SECURITIES AND EXCHANGE COMMISSION
WASHINGTON, D.C. 20549

SCHEDULE TO
(Rule 14d-100)

TENDER OFFER STATEMENT UNDER SECTION 14(d)(1) OR 13(e)(1)
OF THE SECURITIES EXCHANGE ACT OF 1934

(Amendment No. 1)
________________________

GAMCO Investors, Inc.
(Name of Subject Company)
________________________

GAMCO Investors, Inc.
(Names of Filing Persons - Offeror)
________________________

Class A Common Stock, $0.001 Par Value
(Title of Class of Securities)
________________________

361438104

(CUSIP Number of Class of Securities)
________________________

 

Kevin Handwerker

GAMCO Investors, Inc.

One Corporate Center

Rye, New York 10580

(914) 921-5192

(Name, Address and Telephone Number of Person Authorized
to Receive Notices and Communications on Behalf of Filing Persons)

Copy to:

 

Elizabeth Gonzalez-Sussman, Esq.
Olshan Frome Wolosky LLP
1325 Avenue of the Americas

New York, New York 10019
(212) 451-2300

________________________

 

 

CALCULATION OF FILING FEE:

Transaction Valuation(1)

 

Amount of Filing Fee(2)

$30,000,000

 

$3,894.00

 

(1)       The transaction value is estimated only for purposes of calculating the filing fee. This amount is based on the offer to purchase for not more than $30,000,000 in aggregate of Class A common stock, par value $0.001 per share.

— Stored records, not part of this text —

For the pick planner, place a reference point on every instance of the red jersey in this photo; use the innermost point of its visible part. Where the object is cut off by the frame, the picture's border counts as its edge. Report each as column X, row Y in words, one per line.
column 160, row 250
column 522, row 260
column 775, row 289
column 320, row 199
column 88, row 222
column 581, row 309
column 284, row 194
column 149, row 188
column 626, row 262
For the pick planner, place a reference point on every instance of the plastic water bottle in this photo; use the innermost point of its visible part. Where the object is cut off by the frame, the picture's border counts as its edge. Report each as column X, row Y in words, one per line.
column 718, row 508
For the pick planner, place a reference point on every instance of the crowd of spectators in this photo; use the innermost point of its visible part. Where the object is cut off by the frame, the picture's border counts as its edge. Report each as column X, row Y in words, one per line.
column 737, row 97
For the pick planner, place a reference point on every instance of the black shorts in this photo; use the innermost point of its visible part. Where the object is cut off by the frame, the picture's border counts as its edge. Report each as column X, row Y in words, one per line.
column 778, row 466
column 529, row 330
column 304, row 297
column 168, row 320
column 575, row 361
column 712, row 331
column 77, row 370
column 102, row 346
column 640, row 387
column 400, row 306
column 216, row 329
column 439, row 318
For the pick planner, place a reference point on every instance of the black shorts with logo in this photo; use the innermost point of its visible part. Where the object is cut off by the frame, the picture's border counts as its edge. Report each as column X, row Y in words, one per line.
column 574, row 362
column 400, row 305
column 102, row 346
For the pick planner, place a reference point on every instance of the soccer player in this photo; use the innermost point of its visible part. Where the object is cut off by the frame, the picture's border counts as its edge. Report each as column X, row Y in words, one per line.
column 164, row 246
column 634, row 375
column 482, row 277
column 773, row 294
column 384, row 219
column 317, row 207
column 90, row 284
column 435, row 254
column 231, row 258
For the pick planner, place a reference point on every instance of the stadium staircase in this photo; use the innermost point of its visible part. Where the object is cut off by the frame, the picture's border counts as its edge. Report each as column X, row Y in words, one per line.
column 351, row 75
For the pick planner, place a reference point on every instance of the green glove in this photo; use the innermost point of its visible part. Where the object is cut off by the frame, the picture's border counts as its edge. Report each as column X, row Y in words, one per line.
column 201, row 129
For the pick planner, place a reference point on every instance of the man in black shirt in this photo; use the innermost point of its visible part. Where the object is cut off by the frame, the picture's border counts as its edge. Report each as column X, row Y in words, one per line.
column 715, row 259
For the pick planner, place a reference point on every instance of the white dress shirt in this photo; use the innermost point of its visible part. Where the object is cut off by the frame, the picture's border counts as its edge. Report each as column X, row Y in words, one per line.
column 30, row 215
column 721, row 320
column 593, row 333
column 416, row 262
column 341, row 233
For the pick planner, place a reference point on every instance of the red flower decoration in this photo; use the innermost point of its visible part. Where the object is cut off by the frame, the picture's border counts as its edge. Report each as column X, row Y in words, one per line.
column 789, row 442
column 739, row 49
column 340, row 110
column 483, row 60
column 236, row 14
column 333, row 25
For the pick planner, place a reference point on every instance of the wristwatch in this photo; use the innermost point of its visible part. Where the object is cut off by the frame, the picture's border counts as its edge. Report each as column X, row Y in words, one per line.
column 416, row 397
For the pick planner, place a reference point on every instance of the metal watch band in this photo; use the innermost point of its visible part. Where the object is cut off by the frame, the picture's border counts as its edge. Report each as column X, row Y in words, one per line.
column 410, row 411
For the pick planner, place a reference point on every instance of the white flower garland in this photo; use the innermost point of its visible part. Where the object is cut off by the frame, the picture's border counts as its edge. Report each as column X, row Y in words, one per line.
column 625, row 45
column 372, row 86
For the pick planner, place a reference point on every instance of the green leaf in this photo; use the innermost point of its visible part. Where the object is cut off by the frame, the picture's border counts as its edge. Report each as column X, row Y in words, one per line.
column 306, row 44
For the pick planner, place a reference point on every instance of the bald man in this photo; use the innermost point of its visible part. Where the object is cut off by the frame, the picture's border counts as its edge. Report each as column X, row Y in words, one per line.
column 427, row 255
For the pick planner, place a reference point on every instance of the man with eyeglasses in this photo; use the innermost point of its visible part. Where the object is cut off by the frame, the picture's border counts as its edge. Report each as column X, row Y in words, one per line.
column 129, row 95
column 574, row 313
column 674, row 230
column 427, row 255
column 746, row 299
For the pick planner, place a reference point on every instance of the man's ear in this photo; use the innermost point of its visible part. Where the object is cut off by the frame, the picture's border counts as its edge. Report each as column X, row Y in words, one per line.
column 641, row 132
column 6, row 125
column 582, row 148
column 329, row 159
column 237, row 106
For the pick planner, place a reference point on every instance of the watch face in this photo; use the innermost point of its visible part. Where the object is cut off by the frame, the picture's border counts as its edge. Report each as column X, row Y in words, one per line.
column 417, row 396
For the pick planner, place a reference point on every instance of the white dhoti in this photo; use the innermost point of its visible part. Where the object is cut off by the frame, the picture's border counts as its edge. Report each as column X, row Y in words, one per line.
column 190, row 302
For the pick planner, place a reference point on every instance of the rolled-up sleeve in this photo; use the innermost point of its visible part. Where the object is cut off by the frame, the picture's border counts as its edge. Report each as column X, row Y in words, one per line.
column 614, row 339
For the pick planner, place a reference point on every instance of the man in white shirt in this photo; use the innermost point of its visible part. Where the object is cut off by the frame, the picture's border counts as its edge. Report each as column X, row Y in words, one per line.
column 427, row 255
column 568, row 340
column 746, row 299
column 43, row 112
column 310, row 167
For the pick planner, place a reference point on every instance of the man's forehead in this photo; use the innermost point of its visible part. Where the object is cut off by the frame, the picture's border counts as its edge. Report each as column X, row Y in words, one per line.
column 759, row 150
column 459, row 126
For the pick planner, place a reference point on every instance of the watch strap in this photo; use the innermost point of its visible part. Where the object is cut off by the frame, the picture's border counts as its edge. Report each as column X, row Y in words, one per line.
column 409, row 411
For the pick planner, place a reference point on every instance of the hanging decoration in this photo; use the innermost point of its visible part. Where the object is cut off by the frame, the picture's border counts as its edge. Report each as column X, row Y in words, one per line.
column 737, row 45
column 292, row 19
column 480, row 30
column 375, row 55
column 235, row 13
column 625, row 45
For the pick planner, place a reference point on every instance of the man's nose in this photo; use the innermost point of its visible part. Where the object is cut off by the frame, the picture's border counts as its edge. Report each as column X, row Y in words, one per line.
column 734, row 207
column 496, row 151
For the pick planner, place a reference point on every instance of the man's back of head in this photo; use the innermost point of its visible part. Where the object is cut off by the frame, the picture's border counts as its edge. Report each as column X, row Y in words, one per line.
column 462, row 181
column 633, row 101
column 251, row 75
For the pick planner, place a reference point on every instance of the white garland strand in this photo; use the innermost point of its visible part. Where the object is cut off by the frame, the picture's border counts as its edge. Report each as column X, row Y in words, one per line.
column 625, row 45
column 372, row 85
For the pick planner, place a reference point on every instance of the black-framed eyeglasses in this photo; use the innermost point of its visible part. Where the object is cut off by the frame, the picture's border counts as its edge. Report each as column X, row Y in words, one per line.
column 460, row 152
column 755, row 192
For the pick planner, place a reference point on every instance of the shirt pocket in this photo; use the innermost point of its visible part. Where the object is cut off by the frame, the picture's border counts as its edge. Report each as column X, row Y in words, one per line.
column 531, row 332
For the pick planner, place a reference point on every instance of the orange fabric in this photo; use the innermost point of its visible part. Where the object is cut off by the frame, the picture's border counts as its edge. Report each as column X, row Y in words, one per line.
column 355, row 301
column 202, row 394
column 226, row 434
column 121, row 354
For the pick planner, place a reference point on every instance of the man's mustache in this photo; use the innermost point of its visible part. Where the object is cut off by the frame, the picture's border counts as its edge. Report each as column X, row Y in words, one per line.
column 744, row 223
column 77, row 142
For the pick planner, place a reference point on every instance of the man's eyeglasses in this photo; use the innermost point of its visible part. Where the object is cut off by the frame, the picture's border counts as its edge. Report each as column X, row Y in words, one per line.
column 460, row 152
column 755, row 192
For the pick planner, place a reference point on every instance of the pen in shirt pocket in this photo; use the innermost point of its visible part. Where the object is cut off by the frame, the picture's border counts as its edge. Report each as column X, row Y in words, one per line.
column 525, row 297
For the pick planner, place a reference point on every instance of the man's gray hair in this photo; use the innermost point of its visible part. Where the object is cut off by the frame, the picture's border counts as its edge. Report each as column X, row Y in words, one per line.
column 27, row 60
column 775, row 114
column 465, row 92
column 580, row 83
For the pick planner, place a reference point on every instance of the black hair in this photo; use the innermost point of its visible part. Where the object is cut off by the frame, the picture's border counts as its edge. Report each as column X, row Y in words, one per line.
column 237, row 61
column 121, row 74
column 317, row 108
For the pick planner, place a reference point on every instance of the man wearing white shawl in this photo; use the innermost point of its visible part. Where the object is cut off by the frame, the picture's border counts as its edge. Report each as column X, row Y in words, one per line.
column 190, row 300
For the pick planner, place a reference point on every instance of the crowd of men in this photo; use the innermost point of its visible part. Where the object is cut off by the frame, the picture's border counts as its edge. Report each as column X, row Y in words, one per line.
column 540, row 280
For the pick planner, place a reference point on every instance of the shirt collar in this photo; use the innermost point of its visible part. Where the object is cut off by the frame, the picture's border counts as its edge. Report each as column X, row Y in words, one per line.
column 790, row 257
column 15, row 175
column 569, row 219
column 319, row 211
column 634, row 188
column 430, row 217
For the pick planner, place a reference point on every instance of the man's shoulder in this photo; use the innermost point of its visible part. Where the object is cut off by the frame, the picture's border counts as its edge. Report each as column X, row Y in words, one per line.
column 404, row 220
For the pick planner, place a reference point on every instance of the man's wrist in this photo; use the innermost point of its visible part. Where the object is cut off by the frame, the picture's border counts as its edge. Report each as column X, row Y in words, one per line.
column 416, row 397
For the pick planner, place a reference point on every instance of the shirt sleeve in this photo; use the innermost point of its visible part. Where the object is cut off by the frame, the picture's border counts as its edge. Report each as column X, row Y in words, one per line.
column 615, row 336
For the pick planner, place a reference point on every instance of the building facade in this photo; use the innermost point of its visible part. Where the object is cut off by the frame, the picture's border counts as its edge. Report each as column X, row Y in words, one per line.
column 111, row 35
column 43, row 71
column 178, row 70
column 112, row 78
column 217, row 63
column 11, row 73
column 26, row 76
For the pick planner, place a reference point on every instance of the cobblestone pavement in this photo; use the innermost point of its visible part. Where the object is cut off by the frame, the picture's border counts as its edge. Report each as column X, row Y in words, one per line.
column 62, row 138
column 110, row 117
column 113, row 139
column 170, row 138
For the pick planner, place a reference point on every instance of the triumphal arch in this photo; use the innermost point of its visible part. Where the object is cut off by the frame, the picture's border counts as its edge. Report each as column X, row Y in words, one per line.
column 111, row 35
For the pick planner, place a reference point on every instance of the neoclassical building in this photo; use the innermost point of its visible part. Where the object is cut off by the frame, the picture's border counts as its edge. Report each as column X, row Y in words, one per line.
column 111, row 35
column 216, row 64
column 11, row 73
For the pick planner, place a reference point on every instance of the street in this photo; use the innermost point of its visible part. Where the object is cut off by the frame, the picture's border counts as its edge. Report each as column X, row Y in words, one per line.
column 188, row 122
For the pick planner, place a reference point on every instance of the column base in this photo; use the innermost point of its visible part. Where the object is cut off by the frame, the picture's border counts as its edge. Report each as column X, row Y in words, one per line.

(2)       The amount of the filing fee, calculated pursuant to Rule 0-11 of the Securities Exchange Act of 1934, as amended, equals $129.80 per $1,000,000 of the value of the transaction.

ý

Check the box if any part of the fee is offset as provided by Rule 0-11(a)(2) and identify the filing with which the offsetting fee was previously paid. Identify the previous filing by registration statement number, or the Form or Schedule and the date of its filing.

Amount Previously Paid: $3,894.00

Form or Registration No.: Schedule TO

Filing Party: GAMCO Investors, Inc.

Date Filed: March 11, 2020

¨ Check the box if the filing relates solely to preliminary communications made before the commencement of a tender offer.
  Check the appropriate boxes below to designate any transactions to which the statement relates:
¨ third party tender offer subject to Rule 14d-1.
ý issuer tender offer subject to Rule 13e-4.
¨ going private transaction subject to Rule 13e-3.
¨ amendment to Schedule 13D under Rule 13d-2.
  Check the following box if the filing is a final amendment reporting the results of a tender offer: ý
If applicable, check the appropriate box(es) below to designate the appropriate rule provision(s) relied upon:
 

¨ Rule 13e-4(i) (Cross-Border Issuer Tender Offer)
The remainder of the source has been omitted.